Assim começa O Sal da Terra, que esteve banido nos Estados Unidos
até aos anos 60. Todos os envolvidos na sua produção foram adicionados à
infame lista negra do cinema norte-americano; a protagonista foi
deportada para o México e o argumentista passou mais de um ano na
prisão. Porquê? Porque este filme é perigoso por ser simultaneamente tão
belo e tão corajoso. A luta dos mineiros norte-americanos vista de uma
perspectiva de classe em que as mulheres e os imigrantes são líderes e
iguais.
3º A Batalha de Argel (La battaglia di Algeri)
País: Argélia e Itália
Ano: 1966
Realizador: Gillo Pontecorvo
A Batalha de Argel,
banido em dezenas de países e censurado em quase todos. A magnum opus
de Pontecorvo não se comociona com o falso humanismo burguês nem cede à
vertigem infanto-militarista do esquerdismo. Num corte de direcção
geniais e com actores tão hábeis que muitos espectadores acreditaram
tratar-se de um documentário, mergulhamos numa das mais sangrentas
revoluções da História e somos forçados a colocarmo-nos de um dos lados
desta brutal barricada, opção que os oprimidos nunca tiveram. Nenhuma
outra narrativa cinematográfica descreve de forma tão vívida e detalhada
a revolta dos povos colonizados e as questões que A Batalha de Argel coloca são tão válidas para a Argélia dos anos 50 como para o Afeganistão dos nossos dias.
2º O Couraçado de Potemkin (Броненосец «Потёмкин»)
País: União das Repúblicas Socialistas Soviéticas
Ano: 1925
Realizador: Sergei M. Eisenstein
Aos 88 anos, este filme mudo ainda não perdeu o pio. Pelo contrário, O Couraçado de Potemkin
é uma lufada de frescura e ousadia no sapal por onde hoje paira o
cinema comercial. A obra-prima de Eisenstein, não é nem mais nem menos
que a obra fundadora do cinema moderno, tão bela como inspiradora, tão
transgressora formal e esteticamente como revolucionária politicamente.

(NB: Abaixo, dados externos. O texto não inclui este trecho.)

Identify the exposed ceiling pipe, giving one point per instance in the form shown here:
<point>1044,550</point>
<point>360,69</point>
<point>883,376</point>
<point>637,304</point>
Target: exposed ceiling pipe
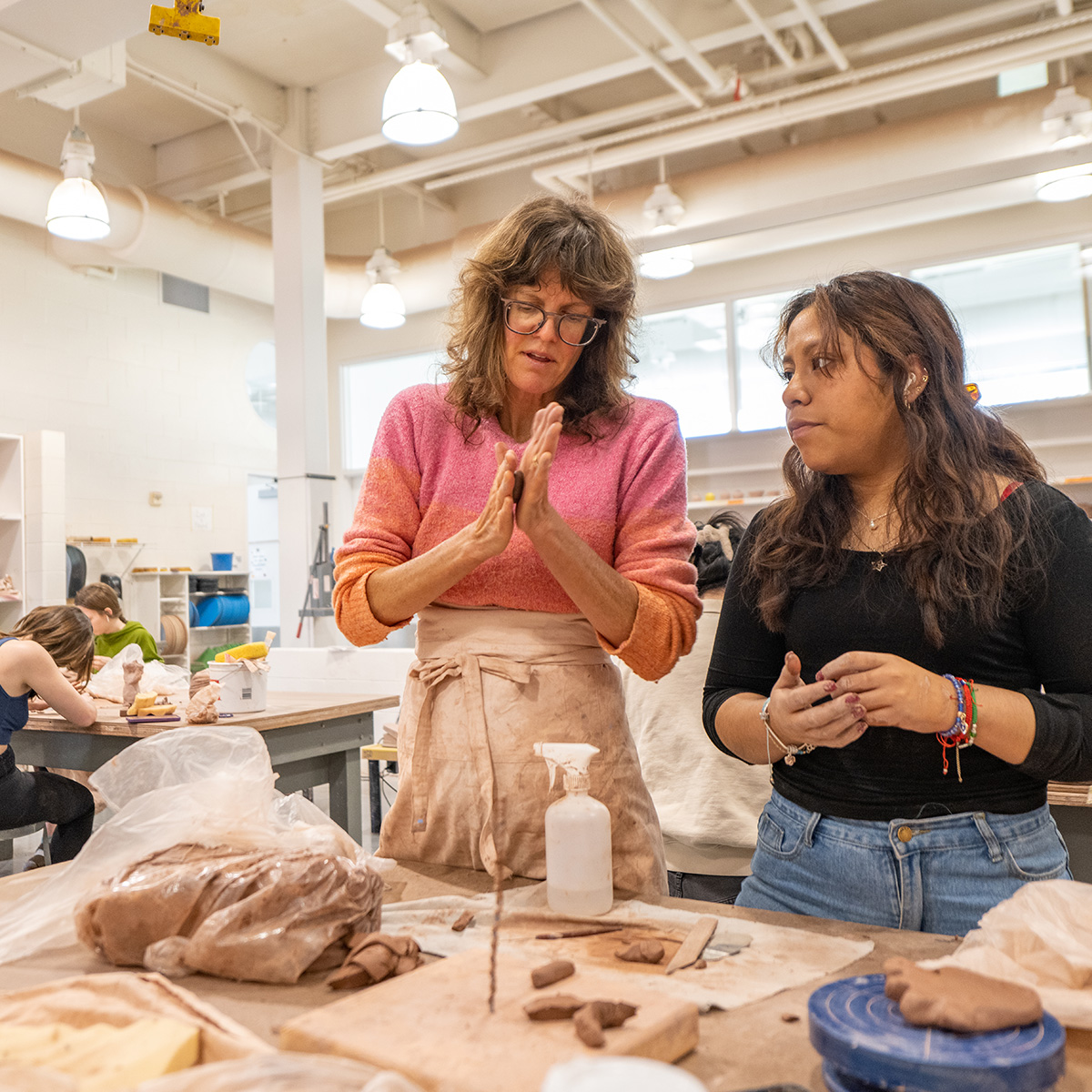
<point>862,87</point>
<point>656,63</point>
<point>667,28</point>
<point>771,37</point>
<point>819,30</point>
<point>508,151</point>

Eisenstein domina a celuloide como Miguel Ângelo domina a pedra ou
Matisse domina a cor e consegue levar-nos a cada emoção, a cada
surpresa, a cada momento de indignação e solidariedade com tanta
subtileza que só nos apercebemos do caminho percorrido chegados ao fim
da jornada. Esta é a história verídica dos marinheiros que se recusaram a
comer carne podre, porque eram gente. Esta é a história da luta de vida
ou morte que se seguiu pela dignidade dos trabalhadores de Odessa,
porque também eram gente. Esta é a história do massacre policial que se
seguiu e das vozes que não puderam estrangular, porque, como dizia
Adriano Correia de Oliveira, ninguém pode vencer um povo que resiste.
1º 1900 (Novecento)
País: Itália, França e Alemanha Ocidental
Ano: 1976
Realizador: Bernardo Bertolucci
1900 é inigualável. Os campos
da Emília-Romanha são a tela para a metáfora acabada do que foi o século
XX, onde dois rapazes e duas classes sociais crescem e aprendem,
separados por interesses inconciliáveis. Cada fotografia deste filme é
um quadro repleto de beleza; todas as actuações, de Gérard Depardieu a
Robert de Niro, são brilhantes; a música, de Ennio Morricone, é sublime.
1900 fala sobre a génese do fascismo, a vida dos que trabalham e
a luta pelo socialismo na linguagem comum de toda a humanidade: o amor,
o ódio, a compaixão e a solidariedade.